Venezuela : Edmundo Gonzalez a cédé à des pressions
Traduction Françoise Lopez pour Amérique latine–Bolivar infos
La communication remise par l'ancien candidat à la présidence Edmundo González Urrutia « est totalement déplacée » pour « se justifier et en même temps se déclarer au-dessus de la loi, au-dessus de l'autorité, au-dessus de l'État », a déclaré le procureur général de la République, Tarek William Saab, lors d'une conférence de presse, le lendemain de sa rencontre avec l’avocat, représentant légal de l'ancien candidat, José Vicente Haro.
Et il a précisé que l'ancien candidat « explique et se contredit » sur les raisons pour lesquelles il n'est pas rendu aux convocations du ministère public et il a signalé que Gonzalez, en ne se rendant pas à ces convocations, a prétendu être au-dessus du reste des citoyens.
La situation de l'ancien candidat est de « contumace », et le mandat d'arrêt est toujours en vigueur », à répondu le procureur à la question d'un journaliste, et il a précisé qu'il faut que González Urrutia soit présent et réponde aux questions liées à l'interview.

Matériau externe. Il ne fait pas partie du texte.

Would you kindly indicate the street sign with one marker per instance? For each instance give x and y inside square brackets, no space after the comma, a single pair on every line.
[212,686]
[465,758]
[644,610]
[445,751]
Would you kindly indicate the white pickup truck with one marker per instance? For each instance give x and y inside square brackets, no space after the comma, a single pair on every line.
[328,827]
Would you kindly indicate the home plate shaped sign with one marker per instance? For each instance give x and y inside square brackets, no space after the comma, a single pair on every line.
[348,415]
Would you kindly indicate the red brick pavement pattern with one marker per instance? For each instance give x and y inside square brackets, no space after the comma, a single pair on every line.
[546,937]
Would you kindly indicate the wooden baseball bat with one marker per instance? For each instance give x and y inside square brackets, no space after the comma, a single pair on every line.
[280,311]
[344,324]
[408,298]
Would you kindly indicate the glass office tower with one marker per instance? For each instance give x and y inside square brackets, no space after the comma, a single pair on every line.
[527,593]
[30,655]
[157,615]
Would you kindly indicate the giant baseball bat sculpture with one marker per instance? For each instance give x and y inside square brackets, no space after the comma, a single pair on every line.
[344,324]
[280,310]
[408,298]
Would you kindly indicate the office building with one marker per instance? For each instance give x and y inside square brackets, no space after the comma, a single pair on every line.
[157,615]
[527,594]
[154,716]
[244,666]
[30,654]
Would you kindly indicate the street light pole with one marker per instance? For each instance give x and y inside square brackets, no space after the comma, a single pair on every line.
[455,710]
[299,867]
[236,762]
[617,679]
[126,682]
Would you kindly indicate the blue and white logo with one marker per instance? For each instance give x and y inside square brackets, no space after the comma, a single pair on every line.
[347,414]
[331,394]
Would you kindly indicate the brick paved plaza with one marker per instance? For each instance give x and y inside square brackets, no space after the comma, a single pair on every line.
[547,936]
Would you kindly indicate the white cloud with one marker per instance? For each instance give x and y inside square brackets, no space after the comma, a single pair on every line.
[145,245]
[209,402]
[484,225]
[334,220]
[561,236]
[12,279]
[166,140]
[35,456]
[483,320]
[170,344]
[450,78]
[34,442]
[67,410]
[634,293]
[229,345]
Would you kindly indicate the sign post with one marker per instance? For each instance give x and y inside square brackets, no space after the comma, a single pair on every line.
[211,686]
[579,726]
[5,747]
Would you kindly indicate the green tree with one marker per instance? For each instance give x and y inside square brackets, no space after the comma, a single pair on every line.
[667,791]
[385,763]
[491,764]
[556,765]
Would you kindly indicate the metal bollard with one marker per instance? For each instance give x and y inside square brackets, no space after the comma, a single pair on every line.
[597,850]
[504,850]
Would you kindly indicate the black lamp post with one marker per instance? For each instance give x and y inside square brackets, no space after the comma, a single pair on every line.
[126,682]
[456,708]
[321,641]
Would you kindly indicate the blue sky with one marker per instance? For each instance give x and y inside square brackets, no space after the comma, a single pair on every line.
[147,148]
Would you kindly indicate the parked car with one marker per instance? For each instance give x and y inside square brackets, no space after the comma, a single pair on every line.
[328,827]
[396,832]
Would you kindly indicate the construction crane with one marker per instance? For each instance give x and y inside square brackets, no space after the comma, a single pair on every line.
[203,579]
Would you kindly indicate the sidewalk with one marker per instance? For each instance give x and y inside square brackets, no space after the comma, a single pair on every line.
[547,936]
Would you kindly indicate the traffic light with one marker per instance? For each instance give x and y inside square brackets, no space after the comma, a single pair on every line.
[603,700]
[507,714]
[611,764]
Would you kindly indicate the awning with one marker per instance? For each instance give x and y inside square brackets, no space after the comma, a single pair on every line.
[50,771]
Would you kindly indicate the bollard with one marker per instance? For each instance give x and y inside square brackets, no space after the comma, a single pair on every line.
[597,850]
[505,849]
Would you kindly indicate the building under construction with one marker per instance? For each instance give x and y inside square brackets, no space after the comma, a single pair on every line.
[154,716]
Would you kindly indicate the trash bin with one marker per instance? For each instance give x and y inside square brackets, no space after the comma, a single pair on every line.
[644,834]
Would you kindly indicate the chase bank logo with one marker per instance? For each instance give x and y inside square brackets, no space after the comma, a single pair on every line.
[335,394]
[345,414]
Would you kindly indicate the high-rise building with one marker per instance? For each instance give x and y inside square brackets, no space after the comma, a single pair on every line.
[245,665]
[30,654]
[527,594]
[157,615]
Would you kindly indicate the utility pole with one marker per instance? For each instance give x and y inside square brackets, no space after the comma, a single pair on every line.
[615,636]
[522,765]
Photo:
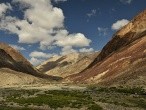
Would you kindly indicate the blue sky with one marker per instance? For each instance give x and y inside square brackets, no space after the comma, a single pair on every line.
[40,29]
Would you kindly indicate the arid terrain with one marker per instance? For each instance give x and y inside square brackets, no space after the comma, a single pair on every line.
[112,79]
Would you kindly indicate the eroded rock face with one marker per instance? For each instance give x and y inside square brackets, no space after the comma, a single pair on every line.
[122,60]
[70,64]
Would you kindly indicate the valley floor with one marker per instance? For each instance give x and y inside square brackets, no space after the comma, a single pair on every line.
[71,97]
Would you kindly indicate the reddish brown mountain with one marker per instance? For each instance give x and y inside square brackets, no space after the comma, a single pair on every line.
[122,60]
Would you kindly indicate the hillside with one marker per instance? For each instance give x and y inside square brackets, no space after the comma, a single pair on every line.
[122,61]
[70,64]
[14,68]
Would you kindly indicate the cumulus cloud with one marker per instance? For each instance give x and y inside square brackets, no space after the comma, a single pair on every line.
[102,31]
[36,61]
[42,55]
[67,50]
[18,48]
[119,24]
[4,8]
[44,24]
[60,1]
[92,13]
[126,1]
[74,40]
[86,50]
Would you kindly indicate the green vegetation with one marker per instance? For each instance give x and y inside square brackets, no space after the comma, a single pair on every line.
[89,99]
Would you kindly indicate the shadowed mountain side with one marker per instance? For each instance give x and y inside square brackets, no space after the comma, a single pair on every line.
[122,60]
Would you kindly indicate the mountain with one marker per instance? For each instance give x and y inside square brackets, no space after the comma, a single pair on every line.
[66,65]
[122,61]
[12,63]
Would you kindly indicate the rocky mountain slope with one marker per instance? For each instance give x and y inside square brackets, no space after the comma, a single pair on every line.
[70,64]
[14,66]
[123,60]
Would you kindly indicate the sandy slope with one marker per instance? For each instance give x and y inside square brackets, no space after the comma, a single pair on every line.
[10,77]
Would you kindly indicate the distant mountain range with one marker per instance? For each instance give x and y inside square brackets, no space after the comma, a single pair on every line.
[66,65]
[14,68]
[122,61]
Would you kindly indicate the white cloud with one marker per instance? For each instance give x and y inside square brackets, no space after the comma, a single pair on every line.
[119,24]
[36,61]
[92,13]
[19,48]
[67,50]
[4,8]
[39,57]
[102,31]
[60,1]
[36,54]
[86,50]
[74,40]
[43,24]
[126,1]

L’avocat José Vicente Haro à affirmer qu'il avait conseillé son client et l’avait incité à se rendre aux convocations du ministère public, que l'ancien candidat à la présidence y était prêt mais que « des personnes étrangères à l'équipe juridique ne l'ont pas permis, ils ont fait pression sur lui pour qu'ils ne s'y rende pas. »
Il a signalé que González Urrutia souhaitait aussi se présenter devant le Tribunal Suprême de Justice mais que « des personnes extrémistes qui l'ont énormément utilisé lui ont dit de ne pas y aller. »
« Nominalement, il reconnaît la communication des institutions du pays, mais il doit le faire aussi de faire, », a-t-il affirmé.
Il a ajouté que le représentant juridique lui a dit qu'il ferait toutes les démarches pertinentes pour qu'il se rende à la convocation et se mette en règle. « Nous avons été suffisamment clairs sur tout ce qui s'est passé. »
La lettre envoyée par González Urrutia
Selon le procureur, la lettre envoyée par l'ancien candidat pour expliquer les raisons de son absence constitue un précédent négatif puisque « il y a un secteur qui se croit au-dessus des lois et prétend se placer au-dessus du reste des citoyens vénézuéliens. »
« Le ministère public comme le procureur général a qualité pour engager une enquête et , sur la base de cet enquête, interroger les personnes dont il pense qu'elle pourraient apporter des informations, que ce soit en tant que témoins ou en tant qu'inculpés… N'importe où qu'ils aient fait leurs études, dans n'importe école maternelle, ils ont étudié le droit, » a-t-il déclaré.
Saab à indiquer que l'institution qu'il préside à qualité pour convoquer n'importe quelle vénézuélien, et que celui qui a rédigé cette lettre, « vous fait du mal, cela devient un facteur aggravant, puisqu'il se déclare juge, fait sa propre justice et finalement déclare qu'il est innocent. Le plus grave, c'est qu'il dit qu'il continuera à désobéir ».
« Lui, dans sa lettre, dit qu'il n'a rien à voir avec ce site, », a-t-il dit en faisant référence à resultadosconvzla, le site utilisé par l'opposition pour diffuser des procès-verbaux qui, soi-disant, donnaient la victoire à González Urrutia au présidentielle du 28 juillet. Ah, parce qu'il sait que cette PAGE est une blague » a dit le procureur qui s'est demandé : « Alors, pourquoi l’a-t-il diffusé ? Pourquoi l’a-t-il publié ? Maintenant, ils disent qu'on ne doit plus parler des procès-verbaux. »
Il a précisé que les convocations ont été faites sur la base des dispositions de la Constitution et du Code Organique de Procédure Pénale (COPP). « Nous leur avons dit cela lors de la réunion », et il a indiqué qu'en refusant de se présenter, ils entravaient l'enquête.
Il a rappelé que González Urrutia a diffusé la page du site sur ses réseaux sociaux « en dehors de la loi, puisque des résultats frauduleux y sont donnés ».
Il souligne qu'il n'y a jamais eu d'accord pour ne pas « visiter le domicile » de l'épouse de l'ancien candidat, car cela « n'a jamais existé », ni la possibilité d'« enquêter sur l'épouse d'Edmundo González ».
Il estime que le moment est venu de panser les plaies, d'instaurer la non-impunité et la coexistence citoyenne, et que c'est pour cette raison que « le Venezuela en sortira plus fort ».